036
(また会いに来てもええか?/白石・丸井・仁王)
海原祭2日目。
ゆめこが自分の持ち場でせっせとたこ焼きを作っていると、少し離れたところで女の子たちの騒ぐ声が聞こえてきた。
「なんだー?」
「わかんない。あ、ちょ、たっちゃんそれ紅ショウガ入れ過ぎ」
一体なんの騒ぎなのか気になってはいるものの、手元から目が離せずゆめこは鉄板を見たまま首を傾げる。それよりもたっちゃんの紅ショウガの量の方が問題有りだとゆめこが彼の手を掴み上げていると、
「おおー、ほんまにおった。ゆめこちゃん」
と鉄板越しに話しかけられ、ゆめこは顔を上げた。そこには大阪で知り合った白石蔵ノ介が立っていて、ゆめこは「え」と目を見開くと、たっちゃんの手を掴んだまま固まった。白石を見てピクリとも動かなくなったゆめこに「ゆめのさん、焦げる焦げる」とたっちゃんは声を掛け、そこで初めてゆめこはハッとして手を離した。
「え、白石くん?え?なんで?え?」
と見るからにテンパっているゆめこに、白石は「ええリアクションやなぁ」とおかしそうに笑う。

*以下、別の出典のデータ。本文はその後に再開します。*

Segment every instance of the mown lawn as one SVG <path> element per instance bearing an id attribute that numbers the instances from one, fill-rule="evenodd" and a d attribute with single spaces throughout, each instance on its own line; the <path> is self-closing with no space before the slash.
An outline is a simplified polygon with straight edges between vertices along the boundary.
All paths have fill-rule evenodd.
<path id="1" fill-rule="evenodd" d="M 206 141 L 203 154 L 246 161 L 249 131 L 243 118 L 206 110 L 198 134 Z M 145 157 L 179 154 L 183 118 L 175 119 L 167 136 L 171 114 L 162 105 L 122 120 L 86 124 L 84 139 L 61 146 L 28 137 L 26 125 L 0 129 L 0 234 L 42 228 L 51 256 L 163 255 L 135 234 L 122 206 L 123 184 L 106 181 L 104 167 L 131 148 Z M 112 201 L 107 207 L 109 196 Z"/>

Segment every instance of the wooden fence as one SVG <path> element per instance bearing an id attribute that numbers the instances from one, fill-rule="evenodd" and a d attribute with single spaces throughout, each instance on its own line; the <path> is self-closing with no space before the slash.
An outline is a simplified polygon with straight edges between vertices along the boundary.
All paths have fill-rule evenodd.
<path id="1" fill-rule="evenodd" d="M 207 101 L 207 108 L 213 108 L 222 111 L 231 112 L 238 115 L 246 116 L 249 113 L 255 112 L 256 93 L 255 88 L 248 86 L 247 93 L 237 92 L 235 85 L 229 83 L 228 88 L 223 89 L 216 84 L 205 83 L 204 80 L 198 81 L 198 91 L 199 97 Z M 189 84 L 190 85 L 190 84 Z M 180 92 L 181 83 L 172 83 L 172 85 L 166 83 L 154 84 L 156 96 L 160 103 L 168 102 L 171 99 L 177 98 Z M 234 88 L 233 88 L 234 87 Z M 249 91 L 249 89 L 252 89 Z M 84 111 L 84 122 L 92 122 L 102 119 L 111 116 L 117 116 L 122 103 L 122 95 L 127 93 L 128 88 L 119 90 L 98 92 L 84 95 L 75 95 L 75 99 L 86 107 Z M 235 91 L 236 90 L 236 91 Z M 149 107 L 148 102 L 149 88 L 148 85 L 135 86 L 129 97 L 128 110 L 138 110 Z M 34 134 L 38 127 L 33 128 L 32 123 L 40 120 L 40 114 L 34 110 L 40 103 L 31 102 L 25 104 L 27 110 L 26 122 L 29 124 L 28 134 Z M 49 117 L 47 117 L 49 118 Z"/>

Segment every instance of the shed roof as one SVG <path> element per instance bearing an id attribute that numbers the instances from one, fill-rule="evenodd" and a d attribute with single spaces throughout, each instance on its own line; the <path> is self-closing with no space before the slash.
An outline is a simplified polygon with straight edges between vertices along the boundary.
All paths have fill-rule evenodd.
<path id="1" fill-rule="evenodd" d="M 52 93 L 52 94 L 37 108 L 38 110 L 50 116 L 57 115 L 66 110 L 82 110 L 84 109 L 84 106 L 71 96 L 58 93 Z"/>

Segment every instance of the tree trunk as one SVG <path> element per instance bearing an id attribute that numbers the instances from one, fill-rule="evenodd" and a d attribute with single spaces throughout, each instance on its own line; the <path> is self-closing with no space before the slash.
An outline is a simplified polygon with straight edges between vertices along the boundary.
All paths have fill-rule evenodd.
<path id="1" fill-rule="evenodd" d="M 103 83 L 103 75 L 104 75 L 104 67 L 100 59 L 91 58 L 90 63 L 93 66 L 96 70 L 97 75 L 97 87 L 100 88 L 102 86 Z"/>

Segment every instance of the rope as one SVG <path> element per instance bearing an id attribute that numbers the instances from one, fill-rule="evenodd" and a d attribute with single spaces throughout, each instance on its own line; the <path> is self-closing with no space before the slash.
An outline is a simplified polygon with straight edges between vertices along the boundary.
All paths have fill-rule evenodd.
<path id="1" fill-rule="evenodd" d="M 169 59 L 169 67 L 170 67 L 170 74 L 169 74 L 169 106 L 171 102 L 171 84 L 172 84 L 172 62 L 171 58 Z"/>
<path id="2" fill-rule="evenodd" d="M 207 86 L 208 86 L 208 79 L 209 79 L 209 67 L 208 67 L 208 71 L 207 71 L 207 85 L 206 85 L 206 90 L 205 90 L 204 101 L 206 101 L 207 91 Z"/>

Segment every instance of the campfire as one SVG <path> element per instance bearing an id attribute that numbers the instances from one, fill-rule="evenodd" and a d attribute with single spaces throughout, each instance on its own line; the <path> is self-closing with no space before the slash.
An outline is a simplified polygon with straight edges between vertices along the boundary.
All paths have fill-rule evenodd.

後ろの方では白石を見た女子生徒達が色めき立っていて、ゆめこは先程の騒がしさの正体はこれか。と時間差で納得した。たしかに、白石は目を引くイケメンだ。そんな彼が一人で歩いていたら女の子達は放っておかないだろう。
しかしそんな女子生徒達の熱視線に気付いているのかいないのか、白石は「ゆめこちゃん、はっぴ似合うとるで」なんて言って、のんきににこにこと笑っている。
ゆめこはたっちゃんにたこ焼き作りを任せると、調理場から出て白石の隣までやって来た。
「びっくりしたよ。どうしてここに?」
「近くで練習試合があってな、時間出来たから遊びに来てん」
白石の話によると、今日はもうすでに練習試合も終わり帰りの新幹線の時間までフリーなのだとか。他の部員たちも各々の時間を過ごしているので、彼は数人の部員たちと共に海原祭にやって来たのだ。ゆめこのところに顔を出したかった白石は、色んな模擬店をみんなが見て回っている間に抜け出してきたらしい。
「どうりで事細かに海原祭のこと聞いてくるなぁって思った」
「ははっ、サプライズ大成功やな」
ちょうど一ヶ月程前に、ゆめこが全国大会の会場に行くのを白石に案内してもらってからというもの、二人はちょくちょく連絡を取り合っていた。
元を辿れば、立海の全国優勝が決まった時に、おめでとうという祝福のメッセージを白石がゆめこに送ったことが始まりだったのだが、どちらかが会話を途切れさせるということもなく、だらだらとやり取りが続いていたのだ。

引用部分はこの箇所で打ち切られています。